Having had a play around with it I keep coming round to the realisation that really it is the index which must be established first. I keep moving files around and expecting a eureka moment, but it ain’t going to happen…

I started writing a command line app in Golang. During the first day I experimented with existing machine-readable formats YAML, JSON & TOML. Unfortunately they all create clutter which we’d rather not have to deal with.

Here’s what I am considering. Firstly, my tool will allow you to create a new JD ID and manage the index for you. If you want to hand write the index then the tool can be used afterwards to validate it. Perhaps even some light fixing for whitespace. Secondly, I intend to use a Git repository to store the index remotely. This means that each time I use the tool, it checks first for changes to the index in Git. This way I can have confidence in running the commands across my different operating systems.

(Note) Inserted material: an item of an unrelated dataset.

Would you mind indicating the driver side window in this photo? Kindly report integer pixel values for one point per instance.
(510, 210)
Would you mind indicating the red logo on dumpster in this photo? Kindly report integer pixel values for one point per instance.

So with all of this… perhaps the first thing to do is start a GitHub repository where we can collaborate on the index schema?

Future Thoughts
Suppose I buy a house in the UK. Well, someone else has already defined a JD index area before which has all of the categories. Perhaps I could re-use that :slight_smile:

I’ve done some more thinking on this recently, and had cause to set up a new system which gave me more data. I’ll type up thoughts on the weekend.

Indeed. A library of areas or categories that you can just go and grab.

Okay, have a squiz at this. Very draft-y, open to all comments or suggestions.

I wasn’t watching the thread so missed your message. Comments:

  1. Metadata - I’d suggest allowing single-line comments. I see a use case for the metadata to be read by tools which manage data. Suppose that a metadata could be akin to struct tags in Go.
00-09: Area with big files
  - processor: s3_backup // I don't want big files kept on this device

Thought: do we allow this?

000 Project
    00-09 Area
       00 Category
   000.00.00 ID    // Use the full PRO.AC.ID here

Is it the indentation that you are questioning to allow? Seeing the above actually makes me think that indentation should be enforced.

Shared indexes could be managed by conflicting preferences and lead to competing updates. I would recommend a strict indentation.

  1. I have tended to find the combination of ranges and numbers a little cumbersome. Take the following example:
100-199: Personal
  100: Home
    10-19: Finances
      10: Mortgage
        100.10.00: Contract
        100.10.01: Statements
    20-29: Management
      20: Service Charges & Rent
        100.20.00: Statements
200-299: Business
  etc

Do headings help?

100-199: Personal
200-299: Business

100: Home
  10-19: Finances
  20-29: Management

  10: Mortgage
    100.10.00: Contract
    100.10.01: Statements
  20: Service Charges & Rent
    100.20.00: Statements

Otherwise I think it’s looking good. I’m approaching a gap between clients in July/August, I’d be really happy to work on a parser for JD.

In other news I am still working on my index. It’s deceptively hard! Today I cut out lots of bits of paper and have taken over the dining table!

That’s a good idea. Thinking of how the underlying data structure might look (i.e. is it nightmarishly hard to implement or not), you could do

// The simple version, without a comment
const myData = {
  "00-09": "Area with big files"
}

// The full version, with a comment
const myData = {
  "00-09": {
    title: "Area with big files",
    comment: "I don’t want big files kept on this device"
  }
}

So yep, endorsed, I’ll add it to the spec later today.

Sorry, wasn’t clear. I was wondering whether we allow the full PRO.AC.ID number to be put in the file like that, but specifically only in front of an ID.

Because you can always infer the full number as a result of your position in the file, but sometimes you’d also like to see it, right there.

Interesting point on indentation, I was on the fence with that one.